Dairy farmers struggle to survive
The Kansas City Star
Nobody ever said farming was easy. But for Missouri’s struggling dairy farmers, the last few years have been particularly tough.
The recession of 2008-2009 caused farm milk prices to plummet just as costs for livestock feed spiked. That wiped out our profit margin, creating a desperate struggle just to stay afloat.
Among those who survived, many piled up debts that will take years to repay.
Nationwide, dairy farmers lost $20 billion in equity between 2007 and 2009.
Here in Missouri, we lost nearly 8 percent of our cows between 2009 and 2010.
The last two years were better. But 2012 is shaping up to be another challenge, with falling milk prices and high feed costs combining to squeeze profit margins down to nothing.
In theory, the federal dairy program provides a safety net to help us through these rough patches.
In practice, it hasn’t worked for years — and for good reasons.

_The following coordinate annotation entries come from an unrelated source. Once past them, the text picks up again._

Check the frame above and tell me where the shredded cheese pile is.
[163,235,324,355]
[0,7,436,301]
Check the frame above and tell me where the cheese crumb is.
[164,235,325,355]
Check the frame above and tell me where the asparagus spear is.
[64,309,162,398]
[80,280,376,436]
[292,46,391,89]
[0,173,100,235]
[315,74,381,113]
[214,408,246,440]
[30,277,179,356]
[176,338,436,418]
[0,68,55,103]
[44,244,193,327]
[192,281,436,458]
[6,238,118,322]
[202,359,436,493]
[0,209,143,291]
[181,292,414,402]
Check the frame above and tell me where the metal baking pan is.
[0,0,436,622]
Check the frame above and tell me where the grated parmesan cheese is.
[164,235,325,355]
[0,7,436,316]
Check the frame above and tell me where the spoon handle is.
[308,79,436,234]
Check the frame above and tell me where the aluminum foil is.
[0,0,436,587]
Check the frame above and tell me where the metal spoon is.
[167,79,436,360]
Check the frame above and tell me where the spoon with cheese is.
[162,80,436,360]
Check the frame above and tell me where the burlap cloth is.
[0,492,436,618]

Much of the current safety net was designed in the 1930s, in a very different economy than the one we face today. For starters, dairy exports — which account for more than 10 percent of all the milk we produce — were virtually non-existent in those days.

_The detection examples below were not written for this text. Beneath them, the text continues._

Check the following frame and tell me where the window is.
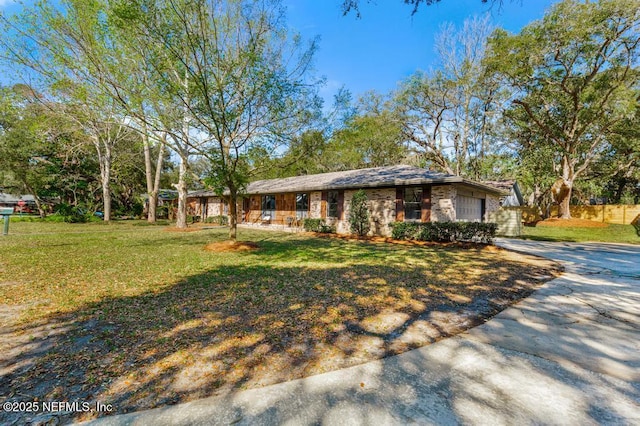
[327,191,338,217]
[456,195,484,222]
[404,188,422,221]
[262,195,276,220]
[296,194,309,219]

Also, the current safety net focuses on propping up prices, when the problem we face most often today is tight margins.
We can have record high milk prices and still be losing money if feed prices soar.

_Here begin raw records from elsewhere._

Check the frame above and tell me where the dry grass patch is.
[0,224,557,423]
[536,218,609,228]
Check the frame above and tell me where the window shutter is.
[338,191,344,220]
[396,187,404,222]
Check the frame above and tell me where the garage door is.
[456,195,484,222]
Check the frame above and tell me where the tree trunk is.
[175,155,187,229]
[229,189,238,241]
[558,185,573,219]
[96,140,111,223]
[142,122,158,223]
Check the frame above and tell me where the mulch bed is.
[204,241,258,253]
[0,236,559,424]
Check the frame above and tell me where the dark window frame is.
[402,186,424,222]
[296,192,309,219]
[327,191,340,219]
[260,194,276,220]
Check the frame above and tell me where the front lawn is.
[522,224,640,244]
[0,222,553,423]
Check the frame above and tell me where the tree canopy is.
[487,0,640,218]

To their credit, dairy farmers took it on themselves in the wake of the recession to modernize the system.
After a year of study, we took our ideas to Congress, where they were introduced last fall by Reps. Collin Peterson, a Minnesota Democrat, and Mike Simpson, an Idaho Republican, as the Dairy Security Act of 2011.
The Peterson-Simpson bill repeals most of the current federal dairy program and creates in its place an insurance plan focused on margins.
No longer will the government be buying up cheese and butter in an attempt to prop up farm milk prices.
Instead, federal support for dairy farmers will be triggered only when margins shrink to specified levels.
To prevent serious problems, a standby program could put temporary limits on how much milk each farmer can producer.
This is insurance for hard times, not a handout when times are good. For that reason, it saves money compared with the current program. And it won’t cause consumer dairy prices to spike, either.
The Senate Agriculture Committee endorsed the Peterson-Simpson approach late in April as part of its twice-a-decade rewrite of federal farm programs. But the bill is still a long way from becoming law.
The Missouri congressional delegation can help by endorsing the Peterson-Simpson bill now.
This is more than a fight over dairy policy.
Missouri has been losing dairy farmers for years. What’s at stake is whether we will continue to have a viable dairy industry and whether Missouri consumers can count on a plentiful supply of locally produced milk.
Dairy farming is still a $200 million business in Missouri. But Missouri milk producers need a federal dairy program that works.
Bill Siebenborn milks 100 cows on a 340-acre farm in Trenton, Mo. He is vice chairman of the board of Kansas City-based Dairy Farmers of America and chairman of both the United Dairy Industry Association and the Midwest Dairy Association.
Much of the current safety net was designed in the 1930s, in a very different economy than the one we face today. … dairy exports — which account for more than 10 percent of all the milk we produce — were virtually non-existent in those days.